I read a tweet once that basically said "your 20s is for chilling and 30s is for building".
You have got to be joking - I haven’t laughed harder in a very long time.
That tweet is so wrong. To build you need a foundation. Your 20s is for laying a solid foundation – in this case foundation with regards to investment. In your 30s and above you can consolidate on the foundation laid.
But, if you're already in your 30s and you feel this article isn’t for you - again you're wrong. As the saying goes "the best time to plant a tree was 20 years ago, the second-best time is now".
I started my 1st job 10 years ago, when I turned 21. And I had no savings culture or investment plan. This lingered for the 1st 5 years of my career. I went from zero salary to over one hundred thousand per month and my expenses surprisingly grew at the same pace. Interestingly, over the years as I got an increase in salary, same pattern occurred. I acquired new taste and my expenses grew at the same pace with my income.

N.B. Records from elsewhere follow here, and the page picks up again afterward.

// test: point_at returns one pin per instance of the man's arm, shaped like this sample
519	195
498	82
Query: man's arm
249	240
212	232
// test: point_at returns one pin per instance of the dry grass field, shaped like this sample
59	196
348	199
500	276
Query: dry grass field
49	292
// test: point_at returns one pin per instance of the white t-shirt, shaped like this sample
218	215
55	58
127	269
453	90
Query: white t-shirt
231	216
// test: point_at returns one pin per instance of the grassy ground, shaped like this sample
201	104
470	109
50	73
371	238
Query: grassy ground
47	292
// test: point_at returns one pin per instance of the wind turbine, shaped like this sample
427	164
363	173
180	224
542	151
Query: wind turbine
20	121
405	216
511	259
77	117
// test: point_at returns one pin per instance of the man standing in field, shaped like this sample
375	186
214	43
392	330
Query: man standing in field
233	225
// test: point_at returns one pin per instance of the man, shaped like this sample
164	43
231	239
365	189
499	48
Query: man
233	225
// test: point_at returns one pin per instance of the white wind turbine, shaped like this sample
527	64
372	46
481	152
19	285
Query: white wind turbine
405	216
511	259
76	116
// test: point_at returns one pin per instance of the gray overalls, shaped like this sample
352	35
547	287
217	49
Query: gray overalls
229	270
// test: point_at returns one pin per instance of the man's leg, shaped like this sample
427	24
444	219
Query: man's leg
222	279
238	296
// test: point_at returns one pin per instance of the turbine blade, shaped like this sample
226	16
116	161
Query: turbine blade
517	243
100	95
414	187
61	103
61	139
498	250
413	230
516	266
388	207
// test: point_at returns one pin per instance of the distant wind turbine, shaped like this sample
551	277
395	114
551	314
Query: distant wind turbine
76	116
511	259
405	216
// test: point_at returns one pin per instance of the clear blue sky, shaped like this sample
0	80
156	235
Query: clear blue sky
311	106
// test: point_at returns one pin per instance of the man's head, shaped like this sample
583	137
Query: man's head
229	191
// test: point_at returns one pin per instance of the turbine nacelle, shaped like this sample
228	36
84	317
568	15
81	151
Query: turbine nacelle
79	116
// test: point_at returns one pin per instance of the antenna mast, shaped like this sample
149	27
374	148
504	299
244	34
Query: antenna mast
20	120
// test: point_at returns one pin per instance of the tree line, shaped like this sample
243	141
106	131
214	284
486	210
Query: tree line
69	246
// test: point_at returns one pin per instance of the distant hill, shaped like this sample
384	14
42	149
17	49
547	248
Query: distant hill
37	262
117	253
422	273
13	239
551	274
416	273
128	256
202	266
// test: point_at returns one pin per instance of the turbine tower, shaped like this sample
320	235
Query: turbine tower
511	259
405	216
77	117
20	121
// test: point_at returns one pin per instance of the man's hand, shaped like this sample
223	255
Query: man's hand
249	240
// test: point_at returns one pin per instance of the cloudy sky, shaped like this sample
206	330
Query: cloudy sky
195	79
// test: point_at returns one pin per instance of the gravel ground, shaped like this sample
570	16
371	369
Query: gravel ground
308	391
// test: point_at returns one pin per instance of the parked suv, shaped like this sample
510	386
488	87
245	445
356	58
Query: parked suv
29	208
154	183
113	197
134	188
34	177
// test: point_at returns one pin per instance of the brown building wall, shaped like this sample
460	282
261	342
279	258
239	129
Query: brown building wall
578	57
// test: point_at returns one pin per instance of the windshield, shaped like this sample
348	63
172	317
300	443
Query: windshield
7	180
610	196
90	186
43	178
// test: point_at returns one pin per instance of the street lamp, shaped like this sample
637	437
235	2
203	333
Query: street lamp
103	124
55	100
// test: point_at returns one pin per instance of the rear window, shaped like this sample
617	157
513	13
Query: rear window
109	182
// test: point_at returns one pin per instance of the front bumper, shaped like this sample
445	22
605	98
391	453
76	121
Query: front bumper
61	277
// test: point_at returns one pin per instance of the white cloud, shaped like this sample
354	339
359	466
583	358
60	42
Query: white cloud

Then I realized that in fact, it isn’t how much you earn but instead what you do with what you earn. I had lost 5 years of an opportunity to invest. I had lost 5 years to make my money work for me. A portion that could have been invested had gone unaccounted for.
Before we dive into the asset classes, let me introduce you to our benchmark - Inflation.
So inflation measures sustained increases of prices of goods and services in an economy over a period of time. In other words, inflation signifies a loss of purchasing power. Tracking inflation from an investment angle ensures that what I can buy with N1000 or £10 in 2018, I can still buy it in the future with the interest accrued in addition to the N1000 or £10 capital. Whenever you’re investing look for opportunities that give you a return that is at the minimum equal to the inflation rate. That way, the value of money is preserved.
So what are our options?
1. Savings account
This asset class offers an average of 10% per annum. As an example, Nigeria’s current inflation rate is 15.37%, as a result the returns on savings isn’t a good return for the money you worked hard for as it is not high enough to beat inflation. You’re losing 5.37% value of your money due to inflation.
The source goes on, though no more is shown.